„Sagen Sie mir, wofür Sie Ihr Geld ausgeben und ich sage Ihnen, was Ihre Strategie ist.“ Es gibt wahrscheinlich keinen besseren Satz, um den möglichen Unterschied zwischen einer beabsichtigten und einer de facto Strategie zu beschreiben. Zero-based Budgettierung (ZBB) ist eine leistungsstarke Methode, um Wachstum zu beschleunigen, Wert zu schaffen und Ihre Strategie in die Realität umzusetzen. Zero-based Budgettierung – Making Strategy Happen.

WAS IST ZERO-BASED BUDGETTIERUNG?

Die ZBB geht von einem leeren Blatt Papier aus, nicht vom letztjährigen Budget. Auf sehr detaillierter Ebene wird ermittelt, welche Ressourcen unterschiedliche Geschäftsbereiche benötigen, um die strategischen Ziele zu realisieren. Dann werden einzelne Kostenkategorien über alle Geschäftsbereiche hinweg angesprochen und alle Ausgaben müssen verantwortet werden. Bei der ZBB ist die Referenz nicht das Budget des Vorjahres, sondern „Null“.

Die ZBB wurde in den 1960er Jahren eingeführt und gewann langsam an Bedeutung. Nach kurzer Popularität geriet es in Vergessenheit. Jetzt, unterstützt durch die fortschreitende Digitalisierung, ist sie wieder auf dem Vormarsch. Die ZBB wird nicht mehr nur im Konsumgüterbereich eingesetzt und konzentriert sich auch nicht mehr nur auf Vertrieb, Verwaltung und Gemeinkosten. Es breitet sich nun auf verschiedene Sektoren und Funktionen aus. Und das aus gutem Grund, denn es ist für jede Branche und alle Funktionen geeignet: Beschaffung, Supply Chain, Vertrieb und Marketing, Service und Support und mehr.

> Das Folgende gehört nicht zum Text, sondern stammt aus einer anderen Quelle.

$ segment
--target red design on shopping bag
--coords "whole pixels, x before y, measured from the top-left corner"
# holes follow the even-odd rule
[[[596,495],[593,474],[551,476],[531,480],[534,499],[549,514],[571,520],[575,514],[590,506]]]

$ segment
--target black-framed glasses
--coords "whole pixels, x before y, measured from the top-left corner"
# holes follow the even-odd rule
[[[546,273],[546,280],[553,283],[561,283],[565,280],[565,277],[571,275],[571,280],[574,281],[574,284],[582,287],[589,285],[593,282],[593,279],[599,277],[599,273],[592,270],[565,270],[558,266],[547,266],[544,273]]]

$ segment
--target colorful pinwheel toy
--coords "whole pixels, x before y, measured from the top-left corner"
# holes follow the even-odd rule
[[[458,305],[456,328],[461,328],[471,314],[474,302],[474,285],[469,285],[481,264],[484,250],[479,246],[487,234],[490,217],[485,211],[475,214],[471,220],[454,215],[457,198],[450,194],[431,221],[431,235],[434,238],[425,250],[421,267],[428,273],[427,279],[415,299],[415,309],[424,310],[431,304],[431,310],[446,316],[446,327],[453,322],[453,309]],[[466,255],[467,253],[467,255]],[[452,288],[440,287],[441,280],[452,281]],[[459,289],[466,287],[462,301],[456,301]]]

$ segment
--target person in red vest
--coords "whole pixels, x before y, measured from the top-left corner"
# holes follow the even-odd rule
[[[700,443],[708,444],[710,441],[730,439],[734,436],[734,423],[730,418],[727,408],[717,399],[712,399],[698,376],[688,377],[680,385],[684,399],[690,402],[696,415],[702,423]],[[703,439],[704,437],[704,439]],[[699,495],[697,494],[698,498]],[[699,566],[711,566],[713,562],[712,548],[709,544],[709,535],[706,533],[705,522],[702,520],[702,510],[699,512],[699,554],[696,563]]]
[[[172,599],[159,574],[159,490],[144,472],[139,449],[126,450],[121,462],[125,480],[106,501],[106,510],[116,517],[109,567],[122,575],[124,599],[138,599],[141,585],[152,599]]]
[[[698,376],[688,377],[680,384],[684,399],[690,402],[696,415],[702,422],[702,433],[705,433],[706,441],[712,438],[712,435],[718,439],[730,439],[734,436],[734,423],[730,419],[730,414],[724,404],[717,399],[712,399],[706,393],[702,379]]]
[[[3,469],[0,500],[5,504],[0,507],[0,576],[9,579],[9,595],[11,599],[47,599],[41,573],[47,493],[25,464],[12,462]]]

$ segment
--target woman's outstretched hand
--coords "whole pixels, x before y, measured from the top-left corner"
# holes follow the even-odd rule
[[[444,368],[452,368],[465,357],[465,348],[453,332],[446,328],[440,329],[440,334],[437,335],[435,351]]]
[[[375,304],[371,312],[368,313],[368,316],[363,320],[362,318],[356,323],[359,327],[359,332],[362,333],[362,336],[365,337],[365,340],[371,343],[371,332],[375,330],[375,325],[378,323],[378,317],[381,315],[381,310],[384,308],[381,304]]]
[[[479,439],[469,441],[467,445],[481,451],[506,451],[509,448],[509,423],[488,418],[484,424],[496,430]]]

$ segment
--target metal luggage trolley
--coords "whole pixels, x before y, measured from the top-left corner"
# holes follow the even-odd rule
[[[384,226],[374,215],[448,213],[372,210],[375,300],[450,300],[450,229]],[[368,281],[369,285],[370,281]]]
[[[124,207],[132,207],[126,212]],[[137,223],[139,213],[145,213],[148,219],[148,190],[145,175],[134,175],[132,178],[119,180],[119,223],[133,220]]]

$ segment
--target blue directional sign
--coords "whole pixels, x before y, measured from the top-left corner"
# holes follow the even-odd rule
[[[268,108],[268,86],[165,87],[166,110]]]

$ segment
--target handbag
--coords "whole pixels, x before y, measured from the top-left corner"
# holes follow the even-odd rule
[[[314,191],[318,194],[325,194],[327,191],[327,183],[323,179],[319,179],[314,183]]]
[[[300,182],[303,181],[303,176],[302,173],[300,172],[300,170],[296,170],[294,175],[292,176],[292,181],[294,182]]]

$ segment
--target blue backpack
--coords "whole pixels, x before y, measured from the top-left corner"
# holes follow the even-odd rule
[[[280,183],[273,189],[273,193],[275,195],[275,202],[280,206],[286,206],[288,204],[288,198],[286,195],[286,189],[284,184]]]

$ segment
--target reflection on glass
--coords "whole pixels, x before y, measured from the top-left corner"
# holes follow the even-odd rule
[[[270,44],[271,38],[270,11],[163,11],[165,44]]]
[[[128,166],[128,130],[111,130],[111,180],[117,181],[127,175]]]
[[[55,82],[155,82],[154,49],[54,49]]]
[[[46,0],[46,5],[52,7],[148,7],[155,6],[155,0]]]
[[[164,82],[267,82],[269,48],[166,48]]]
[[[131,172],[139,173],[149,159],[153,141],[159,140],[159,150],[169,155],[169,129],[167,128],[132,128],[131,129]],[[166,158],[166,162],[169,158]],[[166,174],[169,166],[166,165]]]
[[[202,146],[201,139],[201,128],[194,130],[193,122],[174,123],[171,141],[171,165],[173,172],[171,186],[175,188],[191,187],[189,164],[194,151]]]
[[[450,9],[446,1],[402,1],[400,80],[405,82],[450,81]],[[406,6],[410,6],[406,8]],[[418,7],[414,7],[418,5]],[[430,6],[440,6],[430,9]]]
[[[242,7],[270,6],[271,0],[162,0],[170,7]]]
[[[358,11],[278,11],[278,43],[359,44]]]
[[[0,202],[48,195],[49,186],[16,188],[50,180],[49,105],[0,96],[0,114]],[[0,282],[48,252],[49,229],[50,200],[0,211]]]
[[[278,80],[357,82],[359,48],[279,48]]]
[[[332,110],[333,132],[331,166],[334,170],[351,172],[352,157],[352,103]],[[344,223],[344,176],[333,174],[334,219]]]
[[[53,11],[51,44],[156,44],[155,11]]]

ZBB IST NICHT NUR EIN KOSTENCONTROLL-TOOL

Viele Unternehmen verwenden es als Instrument zur Kostenkontrolle. Dies ist jedoch eine grobe Unterschätzung des tatsächlichen Kraft. Strategisch eingesetzt kann die ZBB Kostenstrukturen neu gestalten, Investitionsressourcen freisetzen und das Wachstum beschleunigen. Erfolgreiche Unternehmen beginnen mit einem soliden „Was durch Wie“-Ziel, das das Unternehmen leitet. Die damit verbundenen strategischen Ziele führen dann zu fragen, welche Investitionen notwendig sind und wie die Gesamtkostenstruktur aussehen sollte, um diese Investitionen zu ermöglichen. Damit ist die ZBB eng in die Unternehmensstrategie eingebunden. Es konzentriert sich auf Kostendisziplin sowie wachstumsfördernde Investitionen und Chancen. Die Verwendung der ZBB als einmalige Übung wird jedoch nichts bringen.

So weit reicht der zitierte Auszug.